Discuss the role of the insulin:glucagon ratio in the regulation of carbohydrate and fatty acid metabolism in liver and adipose tissue
Carbohydrates:
When blood glucose levels in the body are high, insulin levels increase and glucagon levels decrease. High insulin levels causes glucose to enter the liver via GLUT2 receptors.
Glucose to Glucose-6-phosphate via GK.
Insulin increases glycogen synthesis into glycogen and stimulates glycolysis breakdown of Glucose-6-phosphate into pyruvate to enter the krebs cycle to make ATP.

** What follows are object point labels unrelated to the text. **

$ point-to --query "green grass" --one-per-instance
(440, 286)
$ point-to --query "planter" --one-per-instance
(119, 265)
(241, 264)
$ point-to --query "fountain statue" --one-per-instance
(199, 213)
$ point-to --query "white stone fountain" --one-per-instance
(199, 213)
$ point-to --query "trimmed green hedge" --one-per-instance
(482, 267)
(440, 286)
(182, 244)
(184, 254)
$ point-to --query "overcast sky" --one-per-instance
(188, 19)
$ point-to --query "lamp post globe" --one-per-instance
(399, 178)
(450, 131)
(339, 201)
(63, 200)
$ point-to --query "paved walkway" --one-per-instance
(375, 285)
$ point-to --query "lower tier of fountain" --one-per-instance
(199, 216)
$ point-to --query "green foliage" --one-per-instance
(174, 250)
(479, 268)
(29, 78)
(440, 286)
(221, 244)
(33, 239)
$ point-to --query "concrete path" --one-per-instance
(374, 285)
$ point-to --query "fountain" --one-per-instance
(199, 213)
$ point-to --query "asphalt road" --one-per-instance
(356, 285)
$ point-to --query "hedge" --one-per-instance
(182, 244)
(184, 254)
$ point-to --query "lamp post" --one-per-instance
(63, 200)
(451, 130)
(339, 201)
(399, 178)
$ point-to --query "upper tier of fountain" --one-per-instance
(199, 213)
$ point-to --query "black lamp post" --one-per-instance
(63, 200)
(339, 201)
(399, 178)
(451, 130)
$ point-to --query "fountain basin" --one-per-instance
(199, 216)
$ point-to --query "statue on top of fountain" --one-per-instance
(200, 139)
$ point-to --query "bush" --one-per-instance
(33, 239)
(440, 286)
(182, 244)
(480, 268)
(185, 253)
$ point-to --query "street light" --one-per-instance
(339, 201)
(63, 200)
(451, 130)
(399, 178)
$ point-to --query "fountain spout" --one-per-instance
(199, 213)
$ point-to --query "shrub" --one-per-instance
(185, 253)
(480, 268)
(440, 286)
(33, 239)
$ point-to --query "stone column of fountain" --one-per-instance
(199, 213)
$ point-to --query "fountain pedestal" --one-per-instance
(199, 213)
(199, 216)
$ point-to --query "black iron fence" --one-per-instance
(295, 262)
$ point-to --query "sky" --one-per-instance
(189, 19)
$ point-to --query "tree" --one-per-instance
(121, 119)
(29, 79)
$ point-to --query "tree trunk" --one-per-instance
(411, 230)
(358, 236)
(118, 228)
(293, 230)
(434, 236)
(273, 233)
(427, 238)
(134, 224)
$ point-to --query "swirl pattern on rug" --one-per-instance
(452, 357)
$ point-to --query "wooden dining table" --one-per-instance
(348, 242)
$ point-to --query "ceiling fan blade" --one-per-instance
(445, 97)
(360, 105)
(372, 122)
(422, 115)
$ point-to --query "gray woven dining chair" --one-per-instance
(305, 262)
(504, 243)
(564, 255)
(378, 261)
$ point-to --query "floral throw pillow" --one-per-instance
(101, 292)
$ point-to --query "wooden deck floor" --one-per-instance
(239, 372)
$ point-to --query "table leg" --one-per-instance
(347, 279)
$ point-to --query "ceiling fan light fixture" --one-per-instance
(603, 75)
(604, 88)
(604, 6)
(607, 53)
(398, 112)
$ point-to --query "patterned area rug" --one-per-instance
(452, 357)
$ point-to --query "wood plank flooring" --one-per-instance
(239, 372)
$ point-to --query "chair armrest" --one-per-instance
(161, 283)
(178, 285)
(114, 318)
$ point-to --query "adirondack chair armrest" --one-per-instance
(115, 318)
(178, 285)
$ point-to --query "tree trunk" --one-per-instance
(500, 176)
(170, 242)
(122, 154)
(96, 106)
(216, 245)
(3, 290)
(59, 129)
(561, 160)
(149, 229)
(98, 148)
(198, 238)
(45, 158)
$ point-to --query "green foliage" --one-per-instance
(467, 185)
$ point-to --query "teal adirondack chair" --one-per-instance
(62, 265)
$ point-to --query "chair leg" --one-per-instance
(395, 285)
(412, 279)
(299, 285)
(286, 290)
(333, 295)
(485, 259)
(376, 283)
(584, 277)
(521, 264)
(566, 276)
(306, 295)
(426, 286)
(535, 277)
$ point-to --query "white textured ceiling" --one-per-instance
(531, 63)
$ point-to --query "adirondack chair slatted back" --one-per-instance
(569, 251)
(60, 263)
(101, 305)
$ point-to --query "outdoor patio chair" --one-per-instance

Insulin inhibits gluconeogenesis and glycogen breakdown and glucagon and adrenaline stimulate this.
Therefore, high insulin: glucagon ration causes more insulin for more glucose uptake and utilisation.
Fatty acids
High insulin levels promote fatty acid synthesis in adipose tissue
Insulin stimulates uptake of glucose by adipocytes via GLUT4 for FFA synthesis
Inside adipocytes, glucose is converted into acetyl-coA as FFA synthesis
Insulin also promotes conversion of excess glucose into glycerol-3-phosphate for TAG synthesis.
High insulin to glucagon ratio = storage of excess energy of TAGS in adipose tissue.